Encarando-se, os dois absorveram as promessas e as juras sagradas que tinham
acabado de fazer, até que Hunter entregou as alianças ao irmão.
Eles as colocaram com o mesmo fervor das palavras que haviam proferido. Quando
o pastor lhes pediu para ficarem de frente para a prece final, os dois tinham as mãos
entrelaçadas, como seus corações, para toda a eternidade.
No final da cerimônia, o sacerdote pediu-lhes que olhassem para a congregação.
— Eu vos declaro marido e mulher, Sr. e Sra. Raymond Coleburn.
Todos começaram a aplaudir, e Mark foi correndo até eles.
— Agora você é meu pai? — perguntou o pequeno, todo sorridente.
Raymond afagou-lhe os cabelos e abraçou a esposa. Annebelle pegou Amanda das
mãos de Grace.
— Sim, sou seu pai.
O rostinho de Mark resplandecia.
— Então somos uma família?
— Sim, uma família de verdade.
— Acho que você se esqueceu de um detalhe, caro irmão. — Hunter bateu nas
costas de Raymond. — O noivo não deve beijar a noiva?
Annebelle sabia que Raymond a respeitaria na frente de todas aquelas pessoas,
mas estava orgulhosa com o casamento e queria prová-lo ao marido.
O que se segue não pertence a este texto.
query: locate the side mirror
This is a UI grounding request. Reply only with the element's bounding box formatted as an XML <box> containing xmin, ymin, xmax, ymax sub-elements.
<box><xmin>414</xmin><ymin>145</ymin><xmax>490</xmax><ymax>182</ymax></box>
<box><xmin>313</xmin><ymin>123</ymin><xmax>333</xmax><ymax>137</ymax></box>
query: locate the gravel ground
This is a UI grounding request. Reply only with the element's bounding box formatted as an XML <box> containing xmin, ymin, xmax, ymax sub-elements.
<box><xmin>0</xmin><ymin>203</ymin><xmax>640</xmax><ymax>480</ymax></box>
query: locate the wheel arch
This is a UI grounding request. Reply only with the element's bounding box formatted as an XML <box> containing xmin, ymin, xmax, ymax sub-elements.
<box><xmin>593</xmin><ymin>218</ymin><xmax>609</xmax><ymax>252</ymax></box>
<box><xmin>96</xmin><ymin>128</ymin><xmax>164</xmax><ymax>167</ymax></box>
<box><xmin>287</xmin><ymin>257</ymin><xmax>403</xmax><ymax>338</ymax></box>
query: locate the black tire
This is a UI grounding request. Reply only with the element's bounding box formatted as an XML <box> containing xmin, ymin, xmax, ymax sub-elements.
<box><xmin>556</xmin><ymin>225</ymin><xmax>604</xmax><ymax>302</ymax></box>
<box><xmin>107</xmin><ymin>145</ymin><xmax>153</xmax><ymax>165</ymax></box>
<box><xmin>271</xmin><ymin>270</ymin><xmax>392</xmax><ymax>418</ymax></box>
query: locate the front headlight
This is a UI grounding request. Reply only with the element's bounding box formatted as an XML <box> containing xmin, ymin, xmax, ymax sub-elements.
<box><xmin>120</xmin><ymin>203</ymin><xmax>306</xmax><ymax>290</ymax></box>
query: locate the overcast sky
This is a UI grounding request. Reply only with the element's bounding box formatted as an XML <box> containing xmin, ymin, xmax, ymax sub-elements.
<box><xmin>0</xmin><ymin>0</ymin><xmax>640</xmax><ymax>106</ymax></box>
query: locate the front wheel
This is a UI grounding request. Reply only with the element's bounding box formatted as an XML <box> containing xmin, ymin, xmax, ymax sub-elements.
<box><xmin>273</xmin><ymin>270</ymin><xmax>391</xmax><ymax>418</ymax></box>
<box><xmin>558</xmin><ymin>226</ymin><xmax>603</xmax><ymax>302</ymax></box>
— Sim, deve — disse ela, olhando com paixão o marido.
Quando os lábios de Raymond tocaram os dela, Annebelle o beijou com
sofreguidão, ansiosa pela noite que teriam juntos, pela vida que compartilhariam dali em
diante. Encontrara seu companheiro e sua alma gêmea.
E não via a hora de o futuro começar.